Even with a surge the past two days, oil prices have been on the downward slide the past 14 months, dropping from about $115 a barrel to around $40. But that hasn’t translated to savings at the pump for all drivers.
In some areas of the United States, gas prices have remained stubbornly flat during the oil plunge, or have inexplicably risen. Fuel Freedom Policy Manager Gal Sitty has put together this informative graph that tracks the price of oil (an amalgam of Brent crude, the international benchmark, and West Texas Intermediate, the U.S. standard) compared with the average price of gasoline in three big states: California, New York and Ohio.
Experts have no shortage of explanations for these anomalies. They usually sound like this: Something-refineries-inaudible. Cue Charlie Brown’s teacher talking wah-wah speak.
It’s true that a unit at the BP refinery in Whiting, Indiana, one of the largest refineries in the Midwest, is back online after breaking down Aug. 8. Media outlets report that gas prices in the region already have begun falling again, but they’re sure not doing so as quickly as they shot up. And it doesn’t explain that gentle slope of a line for New York above.

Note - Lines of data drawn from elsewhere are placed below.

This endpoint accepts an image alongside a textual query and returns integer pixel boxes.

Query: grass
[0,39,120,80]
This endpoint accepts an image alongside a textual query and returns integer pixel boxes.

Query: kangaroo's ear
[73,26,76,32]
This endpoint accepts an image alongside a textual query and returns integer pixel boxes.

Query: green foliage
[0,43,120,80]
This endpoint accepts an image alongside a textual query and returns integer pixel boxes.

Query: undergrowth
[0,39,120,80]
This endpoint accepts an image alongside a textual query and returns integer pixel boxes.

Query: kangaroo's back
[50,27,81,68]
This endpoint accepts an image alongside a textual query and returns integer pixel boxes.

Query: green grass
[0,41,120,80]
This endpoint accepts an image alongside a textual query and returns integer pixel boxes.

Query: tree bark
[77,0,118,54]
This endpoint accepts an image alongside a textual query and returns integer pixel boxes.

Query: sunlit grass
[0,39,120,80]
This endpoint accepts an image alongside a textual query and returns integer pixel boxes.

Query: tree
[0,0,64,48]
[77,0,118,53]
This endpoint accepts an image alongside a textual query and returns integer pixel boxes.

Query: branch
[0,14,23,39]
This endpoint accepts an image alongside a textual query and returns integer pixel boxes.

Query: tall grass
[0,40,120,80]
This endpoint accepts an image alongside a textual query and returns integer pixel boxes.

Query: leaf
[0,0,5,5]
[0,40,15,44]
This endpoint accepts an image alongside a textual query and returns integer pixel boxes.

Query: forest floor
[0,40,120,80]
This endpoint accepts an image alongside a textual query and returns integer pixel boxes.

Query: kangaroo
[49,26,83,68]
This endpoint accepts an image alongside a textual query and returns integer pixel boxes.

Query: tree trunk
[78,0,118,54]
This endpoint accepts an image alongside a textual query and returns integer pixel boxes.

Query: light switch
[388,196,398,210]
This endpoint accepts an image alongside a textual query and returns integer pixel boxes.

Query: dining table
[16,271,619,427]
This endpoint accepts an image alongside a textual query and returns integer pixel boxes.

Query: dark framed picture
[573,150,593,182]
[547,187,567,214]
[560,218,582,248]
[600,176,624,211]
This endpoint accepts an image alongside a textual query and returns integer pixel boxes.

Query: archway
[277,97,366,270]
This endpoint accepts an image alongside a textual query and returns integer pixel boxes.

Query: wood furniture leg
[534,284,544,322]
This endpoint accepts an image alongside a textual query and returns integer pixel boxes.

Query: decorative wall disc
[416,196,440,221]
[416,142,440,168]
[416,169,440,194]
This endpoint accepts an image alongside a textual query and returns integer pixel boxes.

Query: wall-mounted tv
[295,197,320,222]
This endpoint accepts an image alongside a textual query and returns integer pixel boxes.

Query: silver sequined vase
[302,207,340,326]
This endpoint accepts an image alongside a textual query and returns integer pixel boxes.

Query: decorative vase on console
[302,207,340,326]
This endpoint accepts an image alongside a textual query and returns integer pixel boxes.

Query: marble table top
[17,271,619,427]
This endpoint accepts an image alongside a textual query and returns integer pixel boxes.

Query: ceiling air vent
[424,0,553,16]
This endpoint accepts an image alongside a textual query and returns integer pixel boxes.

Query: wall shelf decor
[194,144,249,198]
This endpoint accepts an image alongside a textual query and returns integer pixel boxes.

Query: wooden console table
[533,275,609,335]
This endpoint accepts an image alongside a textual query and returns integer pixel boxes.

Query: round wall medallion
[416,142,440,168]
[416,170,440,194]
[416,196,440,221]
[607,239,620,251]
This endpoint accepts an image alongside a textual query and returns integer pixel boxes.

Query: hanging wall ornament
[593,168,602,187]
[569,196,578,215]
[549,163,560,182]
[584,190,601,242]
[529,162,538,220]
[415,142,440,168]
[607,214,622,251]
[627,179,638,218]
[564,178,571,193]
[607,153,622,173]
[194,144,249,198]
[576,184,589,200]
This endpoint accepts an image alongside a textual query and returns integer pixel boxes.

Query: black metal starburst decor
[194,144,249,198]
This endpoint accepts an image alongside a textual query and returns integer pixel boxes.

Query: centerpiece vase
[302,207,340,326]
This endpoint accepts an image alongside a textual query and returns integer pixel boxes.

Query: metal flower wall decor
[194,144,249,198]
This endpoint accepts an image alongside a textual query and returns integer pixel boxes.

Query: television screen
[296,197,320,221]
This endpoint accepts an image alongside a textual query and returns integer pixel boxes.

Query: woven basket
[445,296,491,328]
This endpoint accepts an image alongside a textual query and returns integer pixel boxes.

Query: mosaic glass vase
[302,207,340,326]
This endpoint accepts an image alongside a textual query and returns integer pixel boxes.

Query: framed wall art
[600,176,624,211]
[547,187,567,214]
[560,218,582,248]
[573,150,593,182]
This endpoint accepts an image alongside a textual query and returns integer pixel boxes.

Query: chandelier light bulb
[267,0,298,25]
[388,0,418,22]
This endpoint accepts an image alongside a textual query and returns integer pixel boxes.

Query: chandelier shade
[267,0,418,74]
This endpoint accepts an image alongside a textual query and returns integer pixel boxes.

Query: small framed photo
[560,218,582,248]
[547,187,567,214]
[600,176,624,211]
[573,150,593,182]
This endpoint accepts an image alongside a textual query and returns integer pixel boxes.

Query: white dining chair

In California, where gas prices pushed toward $5 in July after a sudden, insufficiently explained shortage, prices remain high, purportedly owing to the Exxon Mobil refinery in Torrance still being below capacity six months after a fire. As Sue Carpenter, automotive writer at the Orange County Register, explains:
Crude oil typically accounts for just 46 percent of the cost of a gallon of gasoline, according to U.S. Energy Information Administration. Taxes account for 16 percent, 13 percent is marketing and distribution, and 25 percent is refining.
In California, though, crude oil is just 34 percent of the cost of a gallon of gas, and refining is 35 percent, according to the California Energy Commission.
Still, it’s curious that just as California motorists were getting hammered, oil refineries weren’t sharing the pain: Refineries in the state collected $1.61 per gallon in July, the highest since the state began keeping records in 1999.
It’s clear that there isn’t enough refinery capacity in the U.S. (Raise your hand if you’d like one built in your back yard. There are people in Whiting who still remember what happened there 70 years and a day ago.) But even if refinery disruptions are partially to blame, it’s only further evidence that we’re too beholden to a volatile global oil market, and we’re dependent on an aging, infrastructure for refining.
The only way to make the fuel pricing structure sustainably affordable is to introduce fuel choice so gasoline has to compete with cheaper, cleaner alternatives like ethanol and methanol.
Until that happens, wild price swings and supply disruptions will be the norm in America.